Simpatico, disponibile, alla mano, oltre che bravo e bello. Poco prima dello spettacolo “Io, Shakespeare e Pirandello" che domenica scorsa, 1 settembre, ha chiuso la 26° edizione del Festival del Teatro medievale e rinascimentale di Anagni, Giorgio Pasotti ha scambiato due chiacchiere con Anagnia.com.
-Giorgio Pasotti, buonasera innanzitutto.
-Buonasera a voi.
-Io, Shakespeare e Pirandello. Come nasce l’idea dello spettacolo?
-Da anni volevo fare una cosa così, per i ragazzi delle scuole. Per loro e per il pubblico che a teatro oramai non va più, appunto come i ragazzi, che vedono il teatro come una trappola da cui scappare via, il più lontano possibile. Ho deciso di prendere pezzi di classici, proponendoli a modo mio. Da Shakespeare a Pirandello, andando anche a toccare altri autori contemporanei. Ad esempio parlo di Arlecchino, che fa parte della nostra cultura e della nostra storia, ma è stato dimenticato dai giovani, come sono stati dimenticati appunto i grandi classici. Le loro parole sono oggi spesso misteriose; io volevo restituire alcuni di quei versi eterni, in modo però più moderno, che potesse magari instillare curiosità.

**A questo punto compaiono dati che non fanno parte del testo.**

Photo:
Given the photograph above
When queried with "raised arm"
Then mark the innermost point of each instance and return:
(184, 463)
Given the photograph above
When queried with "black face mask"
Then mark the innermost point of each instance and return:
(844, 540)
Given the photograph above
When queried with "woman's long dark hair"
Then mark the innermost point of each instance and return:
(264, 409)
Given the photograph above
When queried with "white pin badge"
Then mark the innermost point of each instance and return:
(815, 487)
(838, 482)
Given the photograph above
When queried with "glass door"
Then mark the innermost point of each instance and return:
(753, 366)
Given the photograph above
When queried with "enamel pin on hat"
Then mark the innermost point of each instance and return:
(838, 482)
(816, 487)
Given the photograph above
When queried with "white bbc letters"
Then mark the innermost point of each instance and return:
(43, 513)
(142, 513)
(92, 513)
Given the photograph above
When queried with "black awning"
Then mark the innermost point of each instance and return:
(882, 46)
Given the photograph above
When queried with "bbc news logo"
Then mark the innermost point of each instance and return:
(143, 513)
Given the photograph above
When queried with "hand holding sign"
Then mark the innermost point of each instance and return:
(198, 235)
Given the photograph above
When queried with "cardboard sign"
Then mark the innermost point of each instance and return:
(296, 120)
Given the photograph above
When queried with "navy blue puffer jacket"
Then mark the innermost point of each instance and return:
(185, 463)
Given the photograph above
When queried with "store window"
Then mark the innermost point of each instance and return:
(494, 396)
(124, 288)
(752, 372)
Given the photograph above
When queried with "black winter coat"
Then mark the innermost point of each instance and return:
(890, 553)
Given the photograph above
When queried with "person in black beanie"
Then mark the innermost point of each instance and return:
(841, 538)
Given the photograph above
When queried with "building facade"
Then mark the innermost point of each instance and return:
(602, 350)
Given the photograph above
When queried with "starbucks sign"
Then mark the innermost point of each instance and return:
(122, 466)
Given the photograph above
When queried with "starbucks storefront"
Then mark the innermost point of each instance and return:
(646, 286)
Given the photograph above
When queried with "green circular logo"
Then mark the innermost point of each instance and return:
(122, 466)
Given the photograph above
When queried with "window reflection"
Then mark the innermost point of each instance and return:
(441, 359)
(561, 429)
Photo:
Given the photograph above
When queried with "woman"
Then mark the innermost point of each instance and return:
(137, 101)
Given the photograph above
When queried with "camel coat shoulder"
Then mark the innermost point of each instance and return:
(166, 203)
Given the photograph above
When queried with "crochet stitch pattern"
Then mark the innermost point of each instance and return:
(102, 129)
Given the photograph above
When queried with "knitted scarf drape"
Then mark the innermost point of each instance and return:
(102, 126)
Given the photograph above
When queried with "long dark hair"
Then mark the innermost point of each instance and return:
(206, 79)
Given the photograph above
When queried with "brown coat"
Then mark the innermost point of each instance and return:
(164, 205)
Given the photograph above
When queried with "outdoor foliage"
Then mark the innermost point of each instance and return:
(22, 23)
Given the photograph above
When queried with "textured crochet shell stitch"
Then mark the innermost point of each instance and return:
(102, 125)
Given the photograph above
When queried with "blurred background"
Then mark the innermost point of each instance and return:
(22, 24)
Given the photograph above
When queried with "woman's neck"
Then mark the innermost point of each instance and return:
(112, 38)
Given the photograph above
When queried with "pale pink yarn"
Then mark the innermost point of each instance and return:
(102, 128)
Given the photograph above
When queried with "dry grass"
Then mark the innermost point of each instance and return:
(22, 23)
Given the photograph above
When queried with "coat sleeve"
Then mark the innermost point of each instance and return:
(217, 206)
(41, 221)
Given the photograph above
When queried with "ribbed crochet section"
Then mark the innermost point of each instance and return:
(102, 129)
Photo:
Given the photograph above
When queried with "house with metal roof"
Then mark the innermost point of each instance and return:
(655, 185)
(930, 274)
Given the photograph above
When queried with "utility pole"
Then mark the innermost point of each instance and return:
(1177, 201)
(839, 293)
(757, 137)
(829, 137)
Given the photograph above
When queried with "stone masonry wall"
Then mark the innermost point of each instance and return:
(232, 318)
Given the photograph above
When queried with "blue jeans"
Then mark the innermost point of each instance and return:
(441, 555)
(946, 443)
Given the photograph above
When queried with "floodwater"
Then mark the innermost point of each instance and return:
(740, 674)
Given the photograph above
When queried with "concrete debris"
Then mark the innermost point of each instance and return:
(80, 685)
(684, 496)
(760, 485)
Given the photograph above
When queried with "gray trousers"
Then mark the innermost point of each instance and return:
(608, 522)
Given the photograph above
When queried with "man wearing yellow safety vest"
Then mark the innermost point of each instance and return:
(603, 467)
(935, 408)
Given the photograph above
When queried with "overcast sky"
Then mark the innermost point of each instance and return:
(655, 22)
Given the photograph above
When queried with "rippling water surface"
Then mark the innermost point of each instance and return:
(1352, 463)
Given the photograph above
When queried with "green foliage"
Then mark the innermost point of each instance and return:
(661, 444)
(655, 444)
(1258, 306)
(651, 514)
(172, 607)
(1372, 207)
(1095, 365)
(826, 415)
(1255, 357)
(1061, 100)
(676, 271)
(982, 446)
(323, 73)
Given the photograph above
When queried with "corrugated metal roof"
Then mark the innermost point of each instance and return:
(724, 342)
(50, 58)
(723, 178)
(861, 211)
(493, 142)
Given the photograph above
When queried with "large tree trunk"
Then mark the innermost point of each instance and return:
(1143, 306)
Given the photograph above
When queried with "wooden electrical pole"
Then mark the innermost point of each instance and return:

-Hai iniziato da giovane; penso al ruolo dei Piccoli maestri; poi il grande successo di Distretto di polizia, e d lì televisione, cinema e teatro. Che differenza c’è?
-Non lo so dire, non me lo sono mai chiesto più di tanto. A teatro hai ovviamente il contatto col pubblico, ma anche negli altri ambiti ho sempre cercato la qualità nei progetti a cui aderivo. Olmi diceva che l’arte deve servire a far pensare.
-Hai lavorato con registi come Muccino e Sorrentino. Qual è il tuo preferito?
-Non ce n’è uno preferito. Certo, Sorrentino è un vero talento, ed io ero un suo fan anche prima de La grande bellezza, tanto è vero che attendo con curiosità la serie di The new pope.
-Hai lavorato anche nel cinema d’evasione, penso a Sapore di te dei Vanzina.
- Credo che il cinema d’evasione sia importante. Il cinema è anche intrattenimento, non deve essere né solo evasione né troppo intellettuale. Vanzina era un grandissimo professionista di quel genere: io non avrei mai pensato di lavorarci, ed invece è andata così. Del resto, il mondo del cinema è talmente vasto che bisogna esplorarlo tutto.
-Sei protagonista anche di un noto spot pubblicitario. Come è stato sostituire Banderas?
- Non parlavo con le galline, ed è già tantissimo. Scherzi a parte, era una cosa che non avevo mai pensato di fare. Da giovane con i colleghi pensavo che fare pubblicità non fosse recitare. Erano discorsi inconsapevoli. Ora so che fare l’attore significa arrivare a più persone possibili, con ogni mezzo possibile. In fondo, noi attori siamo dei giullari, più o meno capaci, al servizio del pubblico.
-Dove nasce la passione per il kung fu?
- Da mio padre, un antiquario ed un appassionato di Oriente. Da lui ho ereditato quella passione; poi a 18 anni sono andato in una università a Pechino. Una scelta se vuoi casuale, una coincidenza, che mi ha fatto trovare lì.
-Quali progetti hai adesso?
- Tanti. Anzitutto la mia seconda opera da regista, Abbi fede, il remake di un film danese del 2005. Poi c’è la seconda serie della fiction Il silenzio dell’acqua, che è andata bene e rappresenta il tentativo di avvicinarsi alle serie americane che sono molto avanti in tal senso. Il prossimo anno infine mi confronterò con l’Amleto, in una chiave più moderna del solito.
-Grazie, Giorgio.
-Grazie a voi. Ed un saluto ai lettori di Anagnia.com.